Anxiety thrives in isolation. When you’re stuck in your head, alone, the thoughts get louder. Skating pulls you out of that. You’re around other people who are also falling and getting back up, also figuring things out, also just trying to have a good time. There’s something quietly healing about that shared experience. I wrote more about the community side of skating in my piece on why skateboarding builds resilience.
What I Tell My Students
You don’t need to be good at this for it to help you. The benefits start on day one. I tell every new student the same thing: forget about tricks, forget about looking cool, just push across the lot and pay attention to how it feels. The first time you roll forward under your own power and feel the wind, something clicks. Your brain quiets down, even if only for a few seconds. That’s the beginning.
I’ll be honest, skating is also frustrating sometimes. You’ll try something ten times and not get it. You’ll feel clumsy. You’ll wonder why you’re doing this instead of sitting on your couch. But that frustration has a purpose. You’re working through something, physically and mentally, and that process itself builds confidence. When you finally get the thing you’ve been struggling with, the satisfaction is real. Not manufactured, not handed to you. You earned it.

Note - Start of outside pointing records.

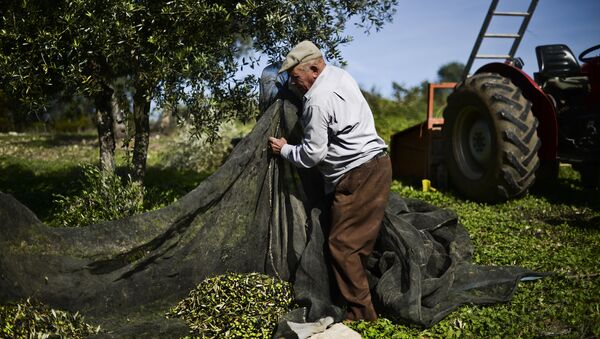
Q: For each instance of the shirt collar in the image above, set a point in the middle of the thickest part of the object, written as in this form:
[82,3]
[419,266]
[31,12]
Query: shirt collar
[316,84]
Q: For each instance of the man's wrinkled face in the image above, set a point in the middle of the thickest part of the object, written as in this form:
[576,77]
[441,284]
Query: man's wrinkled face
[302,78]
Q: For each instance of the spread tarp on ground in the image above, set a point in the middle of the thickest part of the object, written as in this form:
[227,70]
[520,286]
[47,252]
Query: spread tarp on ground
[255,214]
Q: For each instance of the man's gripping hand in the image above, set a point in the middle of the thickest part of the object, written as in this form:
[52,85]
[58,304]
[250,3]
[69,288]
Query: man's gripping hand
[276,144]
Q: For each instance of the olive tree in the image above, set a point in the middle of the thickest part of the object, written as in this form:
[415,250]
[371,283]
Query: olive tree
[180,52]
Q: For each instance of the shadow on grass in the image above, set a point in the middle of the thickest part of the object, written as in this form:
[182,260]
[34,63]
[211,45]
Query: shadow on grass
[568,191]
[165,185]
[37,191]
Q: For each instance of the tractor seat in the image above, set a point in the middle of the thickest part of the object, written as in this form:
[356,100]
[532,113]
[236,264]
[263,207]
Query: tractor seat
[556,61]
[569,85]
[560,70]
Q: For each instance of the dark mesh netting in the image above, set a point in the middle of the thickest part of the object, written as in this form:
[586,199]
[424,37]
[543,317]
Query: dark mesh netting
[255,214]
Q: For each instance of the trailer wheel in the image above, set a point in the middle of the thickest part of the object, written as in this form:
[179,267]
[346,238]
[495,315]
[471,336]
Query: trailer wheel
[490,138]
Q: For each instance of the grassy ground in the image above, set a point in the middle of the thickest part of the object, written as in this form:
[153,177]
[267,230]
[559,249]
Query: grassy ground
[553,229]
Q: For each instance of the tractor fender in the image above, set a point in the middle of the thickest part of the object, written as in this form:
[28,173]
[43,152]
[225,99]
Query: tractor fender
[541,106]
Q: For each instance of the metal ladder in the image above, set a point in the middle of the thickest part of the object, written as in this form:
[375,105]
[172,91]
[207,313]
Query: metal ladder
[483,34]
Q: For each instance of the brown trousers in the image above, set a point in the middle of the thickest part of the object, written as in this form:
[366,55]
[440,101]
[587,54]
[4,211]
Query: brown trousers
[356,214]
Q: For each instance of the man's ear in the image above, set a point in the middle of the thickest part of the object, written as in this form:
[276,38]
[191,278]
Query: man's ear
[314,69]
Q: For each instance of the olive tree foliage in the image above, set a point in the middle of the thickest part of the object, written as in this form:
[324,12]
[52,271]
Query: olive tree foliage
[176,53]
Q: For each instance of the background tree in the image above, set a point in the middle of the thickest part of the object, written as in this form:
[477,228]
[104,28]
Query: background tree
[171,52]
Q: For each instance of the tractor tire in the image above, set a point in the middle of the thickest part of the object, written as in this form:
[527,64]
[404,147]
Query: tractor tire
[490,139]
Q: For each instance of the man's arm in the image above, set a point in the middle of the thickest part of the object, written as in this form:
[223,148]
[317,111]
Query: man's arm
[313,148]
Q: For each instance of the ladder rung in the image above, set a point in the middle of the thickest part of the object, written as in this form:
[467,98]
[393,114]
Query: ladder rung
[492,56]
[501,35]
[512,13]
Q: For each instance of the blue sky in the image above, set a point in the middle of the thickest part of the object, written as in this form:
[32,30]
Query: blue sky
[427,34]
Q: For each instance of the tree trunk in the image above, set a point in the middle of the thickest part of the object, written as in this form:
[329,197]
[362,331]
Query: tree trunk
[106,136]
[141,121]
[118,118]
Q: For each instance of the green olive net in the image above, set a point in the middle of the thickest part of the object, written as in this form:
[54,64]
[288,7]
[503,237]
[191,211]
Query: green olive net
[235,305]
[30,319]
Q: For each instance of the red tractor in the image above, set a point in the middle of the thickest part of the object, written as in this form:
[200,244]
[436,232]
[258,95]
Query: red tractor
[501,129]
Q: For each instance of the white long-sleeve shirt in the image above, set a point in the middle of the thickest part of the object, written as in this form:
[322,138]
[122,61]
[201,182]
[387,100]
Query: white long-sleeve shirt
[339,131]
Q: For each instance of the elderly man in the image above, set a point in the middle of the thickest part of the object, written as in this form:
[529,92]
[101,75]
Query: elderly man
[341,140]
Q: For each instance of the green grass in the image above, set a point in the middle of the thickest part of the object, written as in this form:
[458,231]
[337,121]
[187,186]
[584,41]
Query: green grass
[553,229]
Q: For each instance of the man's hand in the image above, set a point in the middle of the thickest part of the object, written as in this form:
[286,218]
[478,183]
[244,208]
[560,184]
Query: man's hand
[276,144]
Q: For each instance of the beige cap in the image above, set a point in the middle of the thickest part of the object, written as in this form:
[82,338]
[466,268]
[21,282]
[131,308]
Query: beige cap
[303,51]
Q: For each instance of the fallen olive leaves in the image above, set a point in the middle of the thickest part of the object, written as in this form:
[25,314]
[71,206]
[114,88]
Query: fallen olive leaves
[235,305]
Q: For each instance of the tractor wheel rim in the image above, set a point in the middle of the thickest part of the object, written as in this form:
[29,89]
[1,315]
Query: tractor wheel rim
[472,143]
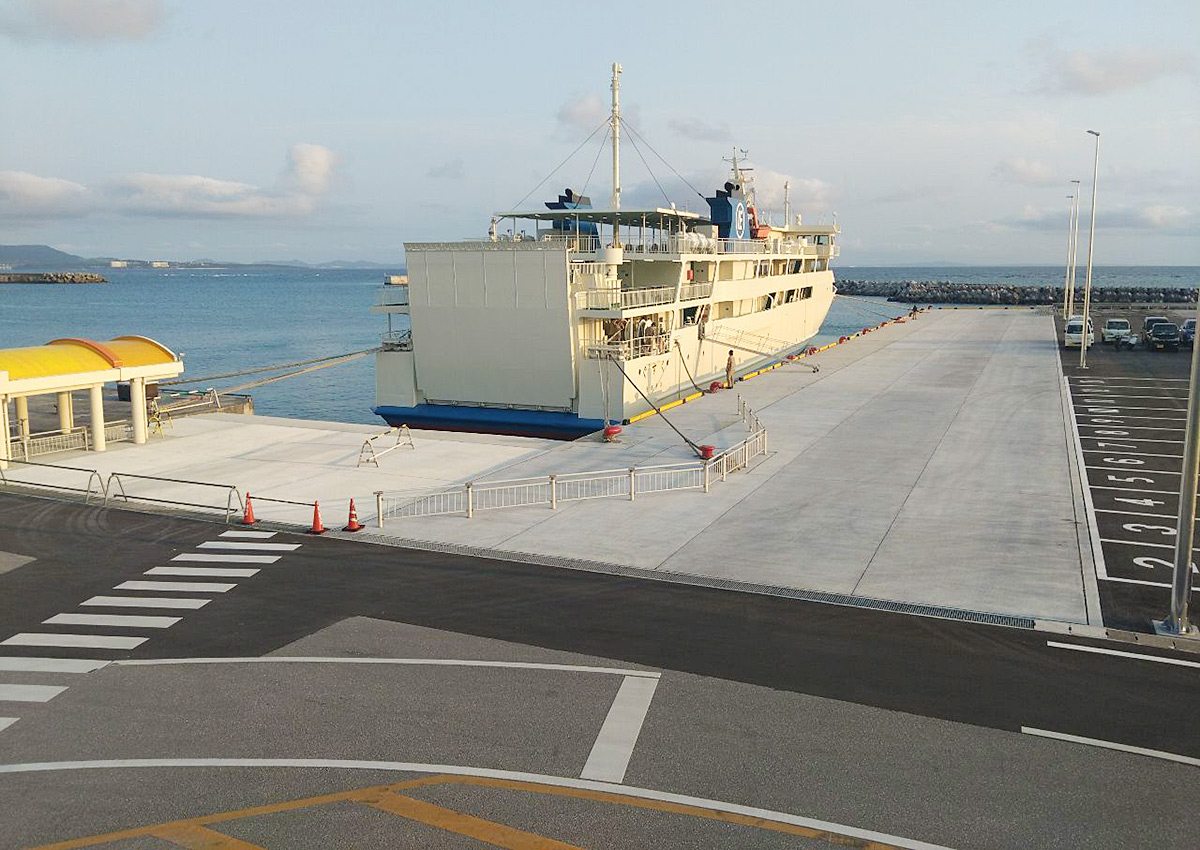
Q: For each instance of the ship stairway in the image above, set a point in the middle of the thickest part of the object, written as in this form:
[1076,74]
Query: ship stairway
[753,343]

I’ve seen students come in barely making eye contact and leave grinning. I’ve seen people who told me they hadn’t exercised in years suddenly asking when we can skate again. The common thread is always the same: they expected to learn skateboarding and got something they didn’t expect on top of it. A reset. A breath. An hour where the noise in their head finally went quiet.
If you’ve been thinking about trying skateboarding, stop thinking and come try it. You don’t need any experience. You don’t need to be athletic. You just need to show up and be willing to feel a little uncomfortable for a few minutes. The rest tends to take care of itself.